We acknowledge the particular challenges of delivering health services in fragile states and conflict‐affected areas, where health systems are often compromised and ill-equipped to respond. Moreover, medical personnel and facilities in areas of conflict are increasingly under attack. Highlighting UN Security Council Resolution 2286 (2016) and UN General Assembly Resolution A RES/69/132 and UNGA 71/129, we strongly condemn violence, attacks, and threats directed against medical personnel and facilities, which have long term consequences for the civilian population and the healthcare systems of the countries concerned, as well as for the neighbouring regions. We therefore commit to improving their safety and security by upholding International Humanitarian Law.
We reiterate our commitment to build our International Health Regulations (IHR) core capacities and to assist 76 partner countries and regions to do the same. We also recognize the importance of developing national plans to address critical health security gaps as notably identified using the WHO's Joint External Evaluation tool. We call on all countries to make specific commitments to support full implementation of the IHR and recognize their compliance with IHR as essential for efficient global health crisis prevention and management. We encourage other countries and development partners to join these collective efforts.

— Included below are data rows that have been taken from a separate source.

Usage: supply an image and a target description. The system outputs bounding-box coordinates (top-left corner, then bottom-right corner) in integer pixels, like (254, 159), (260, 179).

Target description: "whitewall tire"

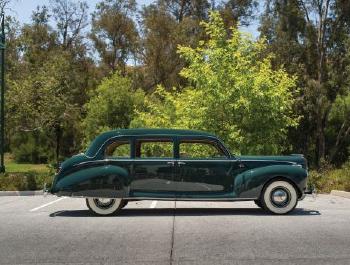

(86, 198), (122, 215)
(261, 180), (298, 214)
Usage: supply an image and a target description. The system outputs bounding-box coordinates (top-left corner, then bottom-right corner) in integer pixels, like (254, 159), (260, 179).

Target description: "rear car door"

(131, 136), (176, 197)
(176, 137), (233, 197)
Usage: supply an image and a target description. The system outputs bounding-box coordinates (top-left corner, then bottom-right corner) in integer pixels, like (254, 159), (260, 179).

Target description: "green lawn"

(0, 154), (53, 190)
(5, 162), (49, 173)
(4, 153), (49, 173)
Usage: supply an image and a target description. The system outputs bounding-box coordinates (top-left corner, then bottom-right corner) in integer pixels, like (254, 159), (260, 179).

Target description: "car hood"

(237, 154), (307, 168)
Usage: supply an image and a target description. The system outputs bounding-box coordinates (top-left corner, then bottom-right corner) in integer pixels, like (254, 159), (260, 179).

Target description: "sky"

(6, 0), (258, 38)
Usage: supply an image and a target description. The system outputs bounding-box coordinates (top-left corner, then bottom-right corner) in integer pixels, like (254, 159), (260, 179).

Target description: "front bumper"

(299, 186), (316, 201)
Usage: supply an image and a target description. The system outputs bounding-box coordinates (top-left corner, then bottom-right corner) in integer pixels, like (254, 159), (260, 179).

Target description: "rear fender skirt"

(52, 165), (130, 198)
(234, 165), (307, 198)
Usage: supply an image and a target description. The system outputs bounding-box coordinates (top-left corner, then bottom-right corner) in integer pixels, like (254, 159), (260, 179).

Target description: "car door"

(176, 137), (234, 197)
(131, 136), (176, 197)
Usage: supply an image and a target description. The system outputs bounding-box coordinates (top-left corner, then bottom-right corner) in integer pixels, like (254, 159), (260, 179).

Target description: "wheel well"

(261, 176), (302, 198)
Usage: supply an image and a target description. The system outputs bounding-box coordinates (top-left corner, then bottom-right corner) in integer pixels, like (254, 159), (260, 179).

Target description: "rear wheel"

(254, 200), (263, 208)
(86, 198), (122, 215)
(261, 180), (298, 214)
(120, 200), (128, 209)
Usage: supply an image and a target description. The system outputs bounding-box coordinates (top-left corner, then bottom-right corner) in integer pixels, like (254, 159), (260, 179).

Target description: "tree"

(91, 0), (138, 75)
(260, 0), (350, 166)
(6, 7), (95, 162)
(132, 12), (298, 154)
(50, 0), (88, 49)
(82, 72), (144, 144)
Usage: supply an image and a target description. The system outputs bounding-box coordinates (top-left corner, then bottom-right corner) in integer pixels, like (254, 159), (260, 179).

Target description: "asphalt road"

(0, 195), (350, 265)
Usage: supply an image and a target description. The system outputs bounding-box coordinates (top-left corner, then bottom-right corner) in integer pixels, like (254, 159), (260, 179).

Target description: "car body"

(50, 129), (308, 214)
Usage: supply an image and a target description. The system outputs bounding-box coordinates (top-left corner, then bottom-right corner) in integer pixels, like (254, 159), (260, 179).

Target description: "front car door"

(130, 136), (176, 197)
(176, 137), (235, 198)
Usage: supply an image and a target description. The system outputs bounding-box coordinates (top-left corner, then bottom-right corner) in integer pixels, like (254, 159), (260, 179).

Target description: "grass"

(0, 154), (54, 191)
(309, 162), (350, 193)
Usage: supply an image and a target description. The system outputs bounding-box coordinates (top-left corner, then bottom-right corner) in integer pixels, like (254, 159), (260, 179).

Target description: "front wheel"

(261, 180), (298, 214)
(86, 198), (122, 216)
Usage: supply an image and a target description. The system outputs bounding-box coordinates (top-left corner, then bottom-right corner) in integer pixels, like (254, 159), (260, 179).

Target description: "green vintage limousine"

(50, 129), (308, 215)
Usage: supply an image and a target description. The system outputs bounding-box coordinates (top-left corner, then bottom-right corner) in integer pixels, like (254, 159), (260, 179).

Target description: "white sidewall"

(87, 198), (122, 215)
(263, 180), (298, 214)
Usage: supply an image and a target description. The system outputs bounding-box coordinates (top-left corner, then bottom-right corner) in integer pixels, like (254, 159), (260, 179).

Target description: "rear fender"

(52, 165), (129, 198)
(234, 165), (307, 198)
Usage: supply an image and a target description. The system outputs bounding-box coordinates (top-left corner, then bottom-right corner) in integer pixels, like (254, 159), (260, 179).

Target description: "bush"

(309, 162), (350, 193)
(0, 171), (53, 191)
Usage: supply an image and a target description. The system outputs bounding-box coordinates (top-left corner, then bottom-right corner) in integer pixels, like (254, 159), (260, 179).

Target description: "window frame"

(176, 136), (231, 161)
(133, 136), (176, 160)
(100, 136), (134, 160)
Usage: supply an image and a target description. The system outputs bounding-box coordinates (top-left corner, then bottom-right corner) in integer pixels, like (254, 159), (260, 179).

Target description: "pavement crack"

(170, 201), (176, 265)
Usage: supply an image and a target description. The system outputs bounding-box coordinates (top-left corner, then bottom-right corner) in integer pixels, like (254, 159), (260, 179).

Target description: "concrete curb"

(331, 190), (350, 199)
(0, 190), (44, 196)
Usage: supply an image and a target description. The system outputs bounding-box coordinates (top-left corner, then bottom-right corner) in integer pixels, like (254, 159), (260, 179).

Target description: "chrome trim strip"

(58, 195), (258, 202)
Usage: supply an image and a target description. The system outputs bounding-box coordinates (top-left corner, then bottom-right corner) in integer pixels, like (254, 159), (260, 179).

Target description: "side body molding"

(55, 165), (130, 198)
(234, 165), (307, 198)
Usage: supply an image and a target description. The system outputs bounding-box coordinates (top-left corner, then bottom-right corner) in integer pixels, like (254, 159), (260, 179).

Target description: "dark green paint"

(51, 129), (307, 200)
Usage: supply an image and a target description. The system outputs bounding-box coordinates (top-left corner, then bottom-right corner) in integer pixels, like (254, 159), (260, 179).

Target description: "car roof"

(86, 128), (216, 156)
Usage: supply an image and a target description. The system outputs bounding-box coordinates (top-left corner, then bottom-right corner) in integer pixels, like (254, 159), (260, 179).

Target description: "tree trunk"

(55, 123), (61, 168)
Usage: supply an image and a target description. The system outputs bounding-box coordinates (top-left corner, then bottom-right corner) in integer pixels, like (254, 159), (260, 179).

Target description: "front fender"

(234, 165), (308, 198)
(51, 165), (129, 198)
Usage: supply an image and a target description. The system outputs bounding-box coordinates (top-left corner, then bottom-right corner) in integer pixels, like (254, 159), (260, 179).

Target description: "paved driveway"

(0, 195), (350, 265)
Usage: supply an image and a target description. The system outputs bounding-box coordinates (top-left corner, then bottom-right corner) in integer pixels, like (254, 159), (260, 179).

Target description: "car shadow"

(50, 208), (321, 217)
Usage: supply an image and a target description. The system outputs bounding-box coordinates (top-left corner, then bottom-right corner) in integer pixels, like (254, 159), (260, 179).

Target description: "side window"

(136, 139), (174, 158)
(179, 140), (226, 159)
(104, 140), (131, 158)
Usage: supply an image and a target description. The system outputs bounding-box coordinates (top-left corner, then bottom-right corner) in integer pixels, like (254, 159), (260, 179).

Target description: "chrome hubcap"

(94, 198), (115, 209)
(271, 188), (290, 207)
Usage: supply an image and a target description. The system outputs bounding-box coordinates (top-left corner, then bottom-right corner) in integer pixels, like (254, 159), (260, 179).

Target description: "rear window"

(104, 140), (131, 158)
(136, 139), (174, 158)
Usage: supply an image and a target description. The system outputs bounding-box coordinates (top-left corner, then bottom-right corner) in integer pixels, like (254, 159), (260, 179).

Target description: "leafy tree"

(91, 0), (138, 74)
(260, 0), (350, 166)
(132, 12), (298, 154)
(50, 0), (88, 49)
(140, 0), (257, 90)
(82, 72), (144, 143)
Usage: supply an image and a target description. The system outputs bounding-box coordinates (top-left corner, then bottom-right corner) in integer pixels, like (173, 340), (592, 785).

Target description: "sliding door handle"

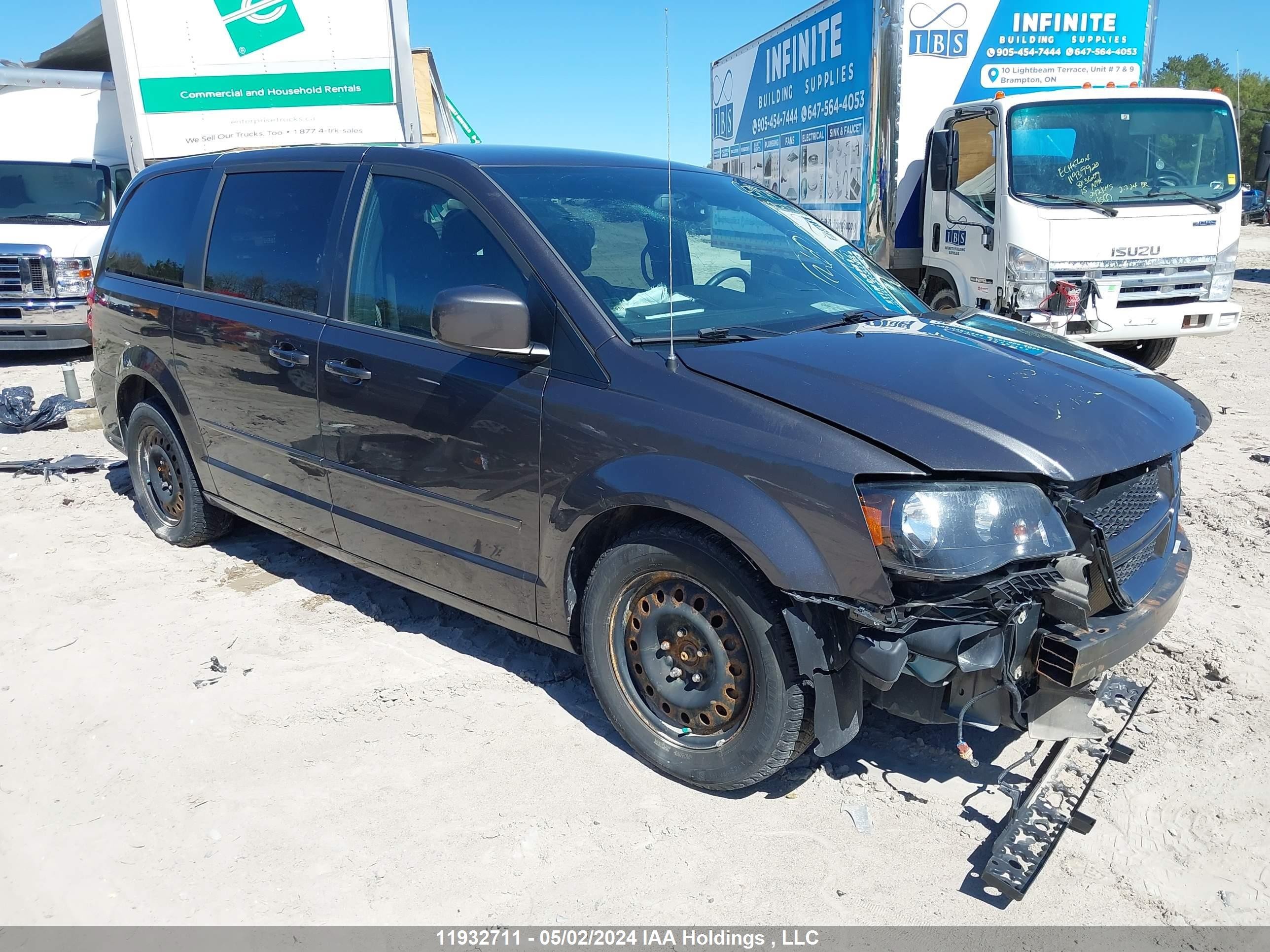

(326, 361), (371, 381)
(269, 344), (309, 367)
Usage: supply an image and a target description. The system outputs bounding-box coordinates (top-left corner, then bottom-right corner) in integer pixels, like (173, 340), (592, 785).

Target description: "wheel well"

(114, 374), (168, 438)
(565, 505), (763, 647)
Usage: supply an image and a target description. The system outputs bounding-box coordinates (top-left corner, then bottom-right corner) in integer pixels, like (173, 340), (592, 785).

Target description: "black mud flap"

(982, 675), (1151, 900)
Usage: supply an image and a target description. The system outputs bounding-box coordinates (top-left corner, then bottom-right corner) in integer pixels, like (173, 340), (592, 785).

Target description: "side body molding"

(538, 453), (837, 632)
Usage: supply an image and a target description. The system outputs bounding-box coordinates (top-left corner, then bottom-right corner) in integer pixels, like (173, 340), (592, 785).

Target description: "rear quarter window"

The United States intends to exercise its right to withdraw from the Paris Agreement, unless suitable terms for re-engagement are identified. The Health Ministers and Heads of Delegations of Canada, France, Germany, Italy, Japan, and the United Kingdom, and the European Commissioner for Health and Food Safety reaffirm our Governments' strong commitment to swiftly implement the Paris Agreement, as stated at the Taormina Summit.
We thank Italy for its leadership in 2017, and look forward to future meetings to continue our dialogue and efforts to promote global health in line with the targets of the 2030 Agenda for Sustainable Development.